Do you know about chair pants? Making their appearance in an episode of 2023 TV series Jury Duty, Todd, cast as a socially awkward inventor, shows up to the courtroom wearing crutches that swing out from his waist and allow him to sit wherever he pleases. When wearing his chair pants, Todd goes about his day and never worries about chairs again!
I have found myself thinking about Todd and his chair pants when I hear people talking about how AI will revolutionize software engineering. One of the more extreme predictions is that AI models will soon replace the work of software engineers entirely! With recent advances in AI, companies will soon be able to go about their day and never have to worry about writing code again.
In my experience, many of these promises sound a lot like Todd’s chair pants: Sure, they allow you to “not think about chairs” as you move about your day. (Think of all the money the world could save on chairs!)
But they also make it impossible to sit anywhere else. Watching Todd attempt to board a bus or get in the jurors’ box while wearing his chair pants is as funny to me as watching Devin, the so-called first AI software engineer, struggle to perform basic software engineering tasks.
3 Reasons Why AI-assisted Coding Isn’t Replacing Software Engineers
There are three reasons why I think we are still in the “chair pants era” of AI-assisted coding.
1. LLMs that write code do not solve software problems more generally.
Todd’s chair pants do not solve sitting in general; they solve sitting specifically in the case where you are standing on firm ground with no other obstacles.
Similarly, LLMs, like any software development tool, can be helpful at solving certain kinds of problems, like greenfield coding.
In my experience, software engineers don’t spend most of their time writing greenfield code. It’s spent figuring out where to put the few new lines of code actually needed, and debating how much refactoring is needed to get there.

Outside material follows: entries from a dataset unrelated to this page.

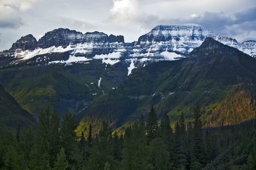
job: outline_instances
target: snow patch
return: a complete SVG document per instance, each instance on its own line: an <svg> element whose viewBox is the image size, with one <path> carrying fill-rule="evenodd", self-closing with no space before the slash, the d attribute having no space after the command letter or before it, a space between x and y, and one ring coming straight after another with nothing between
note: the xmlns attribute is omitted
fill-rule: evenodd
<svg viewBox="0 0 256 170"><path fill-rule="evenodd" d="M163 51L160 54L163 56L167 60L176 60L180 59L184 57L180 54L178 54L173 52Z"/></svg>
<svg viewBox="0 0 256 170"><path fill-rule="evenodd" d="M118 63L120 60L118 60L121 56L120 52L114 52L108 54L95 55L93 57L94 59L102 60L102 63L105 63L107 65L109 64L113 65Z"/></svg>
<svg viewBox="0 0 256 170"><path fill-rule="evenodd" d="M67 65L70 65L72 63L78 63L82 62L84 61L88 61L91 60L92 59L84 57L76 57L74 56L69 56L69 58L68 60L64 61L61 60L60 61L50 61L49 62L49 64L55 64L55 63L66 63L65 66ZM89 63L85 63L85 64L88 64Z"/></svg>
<svg viewBox="0 0 256 170"><path fill-rule="evenodd" d="M129 75L130 75L131 73L131 70L132 70L133 69L136 68L136 67L134 65L134 59L132 59L131 60L131 64L130 65L130 66L128 67L128 76L129 76Z"/></svg>

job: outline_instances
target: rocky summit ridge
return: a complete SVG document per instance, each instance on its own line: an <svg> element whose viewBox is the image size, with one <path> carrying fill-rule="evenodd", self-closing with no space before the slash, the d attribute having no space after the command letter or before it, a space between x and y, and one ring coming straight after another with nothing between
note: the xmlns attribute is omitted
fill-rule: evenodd
<svg viewBox="0 0 256 170"><path fill-rule="evenodd" d="M82 60L102 60L103 63L111 65L124 60L134 63L134 67L140 67L149 63L186 57L206 37L256 57L256 41L239 42L231 38L215 34L200 25L187 24L157 26L132 43L125 42L121 35L109 36L97 31L83 34L64 28L48 32L38 42L29 34L14 43L9 50L0 53L0 58L8 58L9 64L1 65L5 63L2 61L0 66L24 62L40 55L66 52L75 59L67 60L70 63L79 62L82 58L74 58L79 57L84 58ZM48 64L67 63L63 60L50 58L48 61Z"/></svg>

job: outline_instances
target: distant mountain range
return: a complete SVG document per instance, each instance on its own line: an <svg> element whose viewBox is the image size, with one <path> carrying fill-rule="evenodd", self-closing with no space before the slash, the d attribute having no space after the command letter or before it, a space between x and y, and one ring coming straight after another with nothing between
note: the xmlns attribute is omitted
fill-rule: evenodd
<svg viewBox="0 0 256 170"><path fill-rule="evenodd" d="M37 42L31 34L13 44L9 50L1 54L9 58L2 67L19 63L27 64L28 60L39 55L68 51L69 58L39 58L48 64L71 64L100 60L106 64L114 64L125 60L135 67L163 60L173 60L186 56L198 47L206 37L211 37L235 47L254 57L256 56L256 41L238 42L235 39L219 36L194 24L159 25L138 38L137 42L125 42L122 36L116 36L98 31L82 33L59 28L48 32ZM75 58L73 56L81 57ZM11 61L10 62L9 62ZM87 62L86 63L90 63Z"/></svg>
<svg viewBox="0 0 256 170"><path fill-rule="evenodd" d="M22 109L13 97L0 85L0 128L16 132L21 128L35 125L32 115Z"/></svg>
<svg viewBox="0 0 256 170"><path fill-rule="evenodd" d="M120 127L152 103L159 117L166 112L174 121L182 112L190 119L200 102L205 124L214 127L251 117L253 102L244 104L249 115L220 122L227 120L223 103L254 101L256 50L255 41L238 42L195 24L159 25L131 43L60 28L38 41L22 37L0 52L0 83L32 114L50 105Z"/></svg>
<svg viewBox="0 0 256 170"><path fill-rule="evenodd" d="M146 116L153 104L159 118L166 113L174 123L182 112L192 119L199 104L207 127L239 124L255 116L255 58L207 38L186 58L138 69L79 115L123 127L141 114Z"/></svg>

Another sign that LLMs do not solve software problems in general is that they tend to take a brute force approach to problem solving, and can struggle to use common abstractions like recursion.

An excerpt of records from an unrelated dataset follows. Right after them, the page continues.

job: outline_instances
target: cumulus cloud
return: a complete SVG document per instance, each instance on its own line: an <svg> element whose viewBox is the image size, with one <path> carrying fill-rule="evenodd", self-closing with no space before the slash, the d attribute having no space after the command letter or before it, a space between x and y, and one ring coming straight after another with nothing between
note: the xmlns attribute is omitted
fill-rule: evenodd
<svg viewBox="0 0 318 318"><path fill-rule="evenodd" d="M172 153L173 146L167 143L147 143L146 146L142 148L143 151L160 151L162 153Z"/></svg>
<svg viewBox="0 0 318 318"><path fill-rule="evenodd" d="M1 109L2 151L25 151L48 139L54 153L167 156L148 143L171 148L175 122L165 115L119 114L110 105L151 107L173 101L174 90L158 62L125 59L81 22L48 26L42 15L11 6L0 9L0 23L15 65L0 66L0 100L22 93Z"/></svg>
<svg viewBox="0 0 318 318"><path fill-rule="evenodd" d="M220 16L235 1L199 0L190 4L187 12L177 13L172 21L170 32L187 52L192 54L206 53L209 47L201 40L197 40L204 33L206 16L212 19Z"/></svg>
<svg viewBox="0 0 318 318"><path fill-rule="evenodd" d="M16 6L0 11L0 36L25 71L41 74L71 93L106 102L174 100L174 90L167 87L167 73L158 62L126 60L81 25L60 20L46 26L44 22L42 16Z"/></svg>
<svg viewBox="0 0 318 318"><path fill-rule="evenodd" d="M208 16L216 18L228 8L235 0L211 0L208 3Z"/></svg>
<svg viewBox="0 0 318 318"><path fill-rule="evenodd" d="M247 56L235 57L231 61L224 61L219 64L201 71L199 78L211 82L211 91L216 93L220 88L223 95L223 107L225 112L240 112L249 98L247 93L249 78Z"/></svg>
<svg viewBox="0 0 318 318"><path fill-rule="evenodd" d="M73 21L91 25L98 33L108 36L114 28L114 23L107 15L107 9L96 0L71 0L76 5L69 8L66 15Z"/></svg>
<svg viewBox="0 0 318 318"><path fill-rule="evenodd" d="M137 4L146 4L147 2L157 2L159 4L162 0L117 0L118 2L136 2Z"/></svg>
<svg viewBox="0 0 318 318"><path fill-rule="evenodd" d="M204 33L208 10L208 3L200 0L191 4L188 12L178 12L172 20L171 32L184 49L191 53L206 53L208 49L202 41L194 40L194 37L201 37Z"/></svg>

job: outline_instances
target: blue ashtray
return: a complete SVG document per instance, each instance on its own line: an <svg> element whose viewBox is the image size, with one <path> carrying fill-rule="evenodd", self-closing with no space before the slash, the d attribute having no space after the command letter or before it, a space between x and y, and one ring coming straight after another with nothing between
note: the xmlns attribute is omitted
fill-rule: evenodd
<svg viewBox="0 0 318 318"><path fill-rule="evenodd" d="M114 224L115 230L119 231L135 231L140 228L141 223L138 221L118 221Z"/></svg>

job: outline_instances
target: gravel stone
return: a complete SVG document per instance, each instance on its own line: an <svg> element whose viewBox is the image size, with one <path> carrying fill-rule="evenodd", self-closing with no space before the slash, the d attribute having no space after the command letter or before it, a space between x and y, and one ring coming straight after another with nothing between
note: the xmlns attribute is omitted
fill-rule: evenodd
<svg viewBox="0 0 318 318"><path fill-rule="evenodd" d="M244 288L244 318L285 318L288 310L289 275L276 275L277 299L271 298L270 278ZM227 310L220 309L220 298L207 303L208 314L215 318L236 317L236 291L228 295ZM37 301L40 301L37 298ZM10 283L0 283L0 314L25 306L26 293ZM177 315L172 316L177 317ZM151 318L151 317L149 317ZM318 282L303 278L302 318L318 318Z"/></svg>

2. Badly generated code may be worse than no generated code at all.
When Todd is not using his chair pants, they get in his way and make it harder to go about his day. Anyone who has lost a day (or a month!) diagnosing an issue with a codegen tool knows that using generated code in production requires a high level of trust in the tool.
In the case of LLMs, even if the bad code can be dismissed, it can still break developers out of flow or worse, lead them down a dead end path, resulting in an overall decrease in productivity.
3. LLMs might give the right solution to the wrong problem.
What outcome was Todd after with his invention? If he wanted to be able to rest his back or legs, I’m not sure if lugging around a pair of heavy crutches attached to his waist actually helped him.
For teams considering adopting LLMs into their development workflows, it is important to focus on the intended impact of these tools. Are these tools leading to faster development cycles, less time waiting for manual code reviews, and fewer bugs in production?
In my experience, the quality of these models is often measured by the number of recommendations generated by the model that were accepted by the developer. Although this is a good proxy for model accuracy, what if the developer accepts the recommendation only to replace it later, or what if a recommendation was accepted that ended up raising an issue during code review, only to delay the deployment of the code into production. More holistic measures are needed to understand how LLMs impact development teams.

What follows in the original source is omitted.